Here is an example of how to do so from the Tip article “How to Recommend a Book”:

“Recommending books you love is the hardest thing of all,” says Joyce Saricks, 72, who worked for nearly 30 years as a reference librarian in suburban Chicago.



How will my piece be judged?

Your work will be read by New York Times journalists as well as by Learning Network staff members and educators from around the United States. We will use this rubric to judge entries.

What’s the prize?

Having your work published on The Learning Network.

When will the winners be announced?

About two months after the contest has closed.

My essay wasn’t selected as a winner. Can you tell me why?

We typically receive thousands of entries for our contests, so, unfortunately, our team does not have the capacity to provide feedback on individual student essays.



Why are you asking for an Artist’s Statement about our process? What will you do with it?

All of us who work on The Learning Network are former teachers. One of the many things we miss, now that we work in a newsroom rather than a classroom, is being able to see how students are reacting to our “assignments” in real time — and to offer help, or tweaks, to make those assignments better. We’re asking you to reflect on what you did and why, and what was hard or easy about it, in large part so that we can improve our contests and the curriculum we create to support them. This is especially important for new contests, like this one.

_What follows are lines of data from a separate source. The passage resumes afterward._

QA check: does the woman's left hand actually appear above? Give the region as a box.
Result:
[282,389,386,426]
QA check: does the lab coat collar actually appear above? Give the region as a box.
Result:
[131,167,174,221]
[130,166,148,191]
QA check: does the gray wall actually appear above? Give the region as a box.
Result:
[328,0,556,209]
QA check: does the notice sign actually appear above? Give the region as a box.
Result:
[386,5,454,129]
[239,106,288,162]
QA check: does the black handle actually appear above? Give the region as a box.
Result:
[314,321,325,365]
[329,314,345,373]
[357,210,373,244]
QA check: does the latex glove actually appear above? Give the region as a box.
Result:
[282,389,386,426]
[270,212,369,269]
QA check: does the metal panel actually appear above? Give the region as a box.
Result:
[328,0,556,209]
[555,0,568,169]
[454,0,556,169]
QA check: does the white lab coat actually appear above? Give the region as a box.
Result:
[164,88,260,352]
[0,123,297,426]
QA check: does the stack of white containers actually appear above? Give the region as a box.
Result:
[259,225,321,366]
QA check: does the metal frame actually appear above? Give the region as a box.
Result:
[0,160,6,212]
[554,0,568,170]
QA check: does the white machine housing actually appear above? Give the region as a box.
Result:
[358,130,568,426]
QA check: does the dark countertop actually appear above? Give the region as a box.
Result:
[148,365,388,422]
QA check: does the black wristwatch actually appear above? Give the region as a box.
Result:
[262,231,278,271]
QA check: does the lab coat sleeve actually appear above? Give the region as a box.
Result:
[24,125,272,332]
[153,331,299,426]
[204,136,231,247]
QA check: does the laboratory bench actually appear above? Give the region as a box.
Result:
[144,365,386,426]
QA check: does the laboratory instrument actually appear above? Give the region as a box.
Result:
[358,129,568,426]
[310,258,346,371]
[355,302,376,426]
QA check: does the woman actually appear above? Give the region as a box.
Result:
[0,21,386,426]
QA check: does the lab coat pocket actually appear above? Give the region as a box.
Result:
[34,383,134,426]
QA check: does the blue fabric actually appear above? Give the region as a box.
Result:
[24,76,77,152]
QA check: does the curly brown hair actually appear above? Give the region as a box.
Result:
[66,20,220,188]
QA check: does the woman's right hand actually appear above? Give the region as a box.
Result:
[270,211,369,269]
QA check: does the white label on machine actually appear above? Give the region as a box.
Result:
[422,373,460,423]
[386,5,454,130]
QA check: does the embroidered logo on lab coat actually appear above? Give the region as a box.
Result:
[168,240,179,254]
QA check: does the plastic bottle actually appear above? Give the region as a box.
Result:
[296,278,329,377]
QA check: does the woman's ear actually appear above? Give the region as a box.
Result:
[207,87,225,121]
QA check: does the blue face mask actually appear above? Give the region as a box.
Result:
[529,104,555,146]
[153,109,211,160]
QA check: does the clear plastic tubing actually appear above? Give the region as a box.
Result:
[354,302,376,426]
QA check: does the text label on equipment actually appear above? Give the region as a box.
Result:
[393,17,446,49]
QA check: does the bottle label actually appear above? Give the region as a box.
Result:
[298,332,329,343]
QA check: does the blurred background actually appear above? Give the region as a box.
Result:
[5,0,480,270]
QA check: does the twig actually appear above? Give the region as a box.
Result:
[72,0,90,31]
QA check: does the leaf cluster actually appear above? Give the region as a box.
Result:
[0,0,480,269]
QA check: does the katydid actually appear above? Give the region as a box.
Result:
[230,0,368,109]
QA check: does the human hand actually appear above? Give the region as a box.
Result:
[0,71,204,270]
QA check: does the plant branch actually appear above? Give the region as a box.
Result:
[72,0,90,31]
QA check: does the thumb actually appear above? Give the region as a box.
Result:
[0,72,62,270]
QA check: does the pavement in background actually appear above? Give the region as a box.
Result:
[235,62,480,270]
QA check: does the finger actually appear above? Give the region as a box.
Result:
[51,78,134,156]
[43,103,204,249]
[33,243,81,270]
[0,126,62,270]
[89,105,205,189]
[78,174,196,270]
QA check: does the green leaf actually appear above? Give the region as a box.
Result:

Another reason? We have heard from many teachers that writing these statements is immensely helpful to students. Stepping back from a piece and trying to put into words what you wanted to express, and why and how you made artistic choices to do that, can help you see your piece anew and figure out how to make it stronger. For our staff, they offer important context that help us understand individual students and submissions, and learn more about the conditions under which kids around the world create.

We won’t be using your statements to choose our finalists, or publishing them alongside the winning work. Instead, they will strictly be for our staff to read. If we later decide to post something about student process using these statements, we will ask for your permission before quoting you. In other words, this is fairly informal; just be yourself and be honest in telling us as much as you can about how you worked and why.

Who is eligible to participate in this contest?

This contest is open to students ages 13 to 19 who are in middle school or high school around the world. College students cannot submit an entry. However, high school students (including high school postgraduate students) who are taking one or more college classes can participate. Students attending their first year of a two-year CEGEP in Quebec Province can also participate. In addition, students age 19 or under who have completed high school but are taking a gap year or are otherwise not enrolled in college can participate.

The children and stepchildren of New York Times employees are not eligible to enter this contest. Nor are students who live in the same household as those employees.

Whom can I contact if I have questions about this contest or am having issues submitting my entry?

Leave a comment on this post or write to us at



I’m a teacher. What resources do you have to help me teach with this contest?

See the Resources for Students and Teachers section above.

Do my students need a New York Times subscription to access these resources?


Students can get free access to Times pieces through The Learning Network, and for this contest our related materials link to well over 50 individual Tip columns.

In addition, all the activities for students on our site, including mentor texts and writing prompts, plus the Times articles they link to, are free. Students can search for articles using the search tool on our home page.

However, if you are interested in learning more about school subscriptions, visit this page.

How do my students prove to me that they entered this contest?

After they press “Submit” on the form below, they will see a “Thank you for your submission.” line appear. They can take a screenshot of this message. Please note: Our system does not currently send confirmation emails.

We will post the submission form here when the contest opens on Jan. 10, 2024.